NYC flights

Author

Termeh Shafie

Packages and Data

For the below exercies we use the tidyverse package for much of the data wrangling and visualisation and the data lives in the nycflights13 package. This is data a dataset of flights departing from New York City (NYC) airports in the year 2013.

library(tidyverse)
library(nycflights13)

The data sets available in the package can be viewed using the following syntax:

You will need one or combinations of these to solve the following exercises. These tables are organized as the figure below shows.

Familiarizing ourselves with the dataset

  1. What variables are included in the flights dataset? How many rows are there?

  2. What variables are included in the airports dataset? How many rows are there?

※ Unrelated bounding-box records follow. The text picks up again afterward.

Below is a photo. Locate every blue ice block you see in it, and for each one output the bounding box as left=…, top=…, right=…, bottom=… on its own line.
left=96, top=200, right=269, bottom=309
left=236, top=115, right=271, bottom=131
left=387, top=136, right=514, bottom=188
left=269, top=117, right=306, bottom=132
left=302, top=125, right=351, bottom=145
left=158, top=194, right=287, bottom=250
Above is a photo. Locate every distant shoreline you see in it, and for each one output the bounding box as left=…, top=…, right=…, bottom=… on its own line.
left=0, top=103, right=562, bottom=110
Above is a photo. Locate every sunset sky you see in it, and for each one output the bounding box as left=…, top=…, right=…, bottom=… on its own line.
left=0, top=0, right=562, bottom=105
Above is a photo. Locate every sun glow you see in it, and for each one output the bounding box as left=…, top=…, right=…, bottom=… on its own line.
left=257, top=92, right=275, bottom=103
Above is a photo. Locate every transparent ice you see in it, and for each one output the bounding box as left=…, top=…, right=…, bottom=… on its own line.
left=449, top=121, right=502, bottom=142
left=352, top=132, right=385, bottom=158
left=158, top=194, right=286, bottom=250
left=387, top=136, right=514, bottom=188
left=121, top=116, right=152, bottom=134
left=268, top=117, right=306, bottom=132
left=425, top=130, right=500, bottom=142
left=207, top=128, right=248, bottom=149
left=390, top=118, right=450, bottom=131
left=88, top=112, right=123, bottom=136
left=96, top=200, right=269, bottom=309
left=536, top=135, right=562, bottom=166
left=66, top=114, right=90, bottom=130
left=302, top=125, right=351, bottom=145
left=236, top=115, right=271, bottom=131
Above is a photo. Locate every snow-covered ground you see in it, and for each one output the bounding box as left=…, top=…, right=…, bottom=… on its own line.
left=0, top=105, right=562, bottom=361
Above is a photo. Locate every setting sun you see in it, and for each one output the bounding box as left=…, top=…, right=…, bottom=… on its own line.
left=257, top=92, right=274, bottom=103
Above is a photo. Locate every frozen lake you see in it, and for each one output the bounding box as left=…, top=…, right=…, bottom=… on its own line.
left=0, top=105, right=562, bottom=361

  3. Which variables are included in the airlines dataset? How many rows are there?

Focusing on Atlanta

  1. Let’s focus on flights from NYC area airports to Atlanta GA (FAA code ATL). Create a new object atlanta that includes only these flights. Hint: use filter()). How many flights to Atlanta were there in 2013?

Seasonality

  1. Is there a difference in the number of flights per month?
    Summarize the number of flights for each month and provide a sorted list with the months with the most flights first. Hint: use group_by() in combination with summarize()).

Use filter()

  1. Find all flights that
  • Had an arrival delay of two or more hours.

  • Flew to Houston (IAH or HOU)

  • Were operated by United, American, or Delta. Hint: In the flights dataset, the column carrier indicates the airline, but it uses two-character carrier codes. You can find the carrier codes for the airlines in the airlines dataset. Since the carrier code dataset only has 16 rows, and the names of the airlines in that dataset are not exactly “United”, “American”, or “Delta”, it is easiest to manually look up their carrier codes in that data.

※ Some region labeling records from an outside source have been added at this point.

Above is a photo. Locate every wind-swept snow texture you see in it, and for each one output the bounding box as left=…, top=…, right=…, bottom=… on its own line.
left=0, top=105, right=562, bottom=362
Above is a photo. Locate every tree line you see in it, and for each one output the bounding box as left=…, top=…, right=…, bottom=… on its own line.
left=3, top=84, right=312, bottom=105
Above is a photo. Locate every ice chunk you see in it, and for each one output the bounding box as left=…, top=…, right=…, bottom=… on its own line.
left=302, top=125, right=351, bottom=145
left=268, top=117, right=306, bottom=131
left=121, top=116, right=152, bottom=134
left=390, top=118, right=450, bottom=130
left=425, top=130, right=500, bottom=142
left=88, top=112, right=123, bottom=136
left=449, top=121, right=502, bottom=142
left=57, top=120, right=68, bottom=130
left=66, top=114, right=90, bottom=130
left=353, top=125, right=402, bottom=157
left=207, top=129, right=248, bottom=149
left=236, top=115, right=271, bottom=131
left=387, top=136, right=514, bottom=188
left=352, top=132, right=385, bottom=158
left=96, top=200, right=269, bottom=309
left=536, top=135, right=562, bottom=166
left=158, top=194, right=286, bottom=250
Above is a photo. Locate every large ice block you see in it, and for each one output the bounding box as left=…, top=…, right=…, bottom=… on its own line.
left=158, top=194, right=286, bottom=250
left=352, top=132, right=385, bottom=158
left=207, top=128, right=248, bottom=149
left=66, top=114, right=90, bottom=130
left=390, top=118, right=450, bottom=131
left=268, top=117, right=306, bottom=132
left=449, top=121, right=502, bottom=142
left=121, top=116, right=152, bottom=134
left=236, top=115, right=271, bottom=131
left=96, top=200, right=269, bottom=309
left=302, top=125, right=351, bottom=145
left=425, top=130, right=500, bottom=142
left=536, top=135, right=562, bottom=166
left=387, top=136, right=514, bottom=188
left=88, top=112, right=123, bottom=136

  • Departed in summer (July, August, and September). Hint: the summer flights are those that departed in months 7 (July), 8 (August), and 9 (September).

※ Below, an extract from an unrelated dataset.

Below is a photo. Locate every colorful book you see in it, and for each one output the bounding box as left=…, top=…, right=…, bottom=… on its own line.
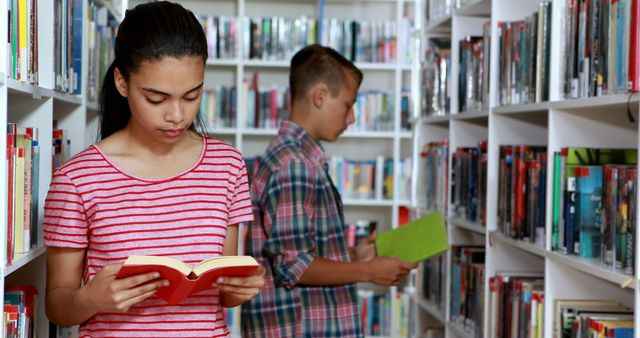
left=376, top=211, right=449, bottom=263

  • Arrived more than two hours late, but didn’t leave late. Hint: Flights that arrived more than two hours late, but didn’t leave late will have an arrival delay of more than 120 minutes (arr_delay > 120) and a non-positive departure delay (dep_delay <=0)

  • Were delayed by at least an hour, but made up over 30 minutes in flight. Hint: If a flight was delayed by at least an hour, then dep_delay >= 60. If the flight didn’t make up any time in the air, then its arrival would be delayed by the same amount as its departure, meaning dep_delay == arr_delay, or alternatively, dep_delay - arr_delay == 0. If it makes up over 30 minutes in the air, then the arrival delay must be at least 30 minutes less than the departure delay, which is stated as dep_delay - arr_delay > 30.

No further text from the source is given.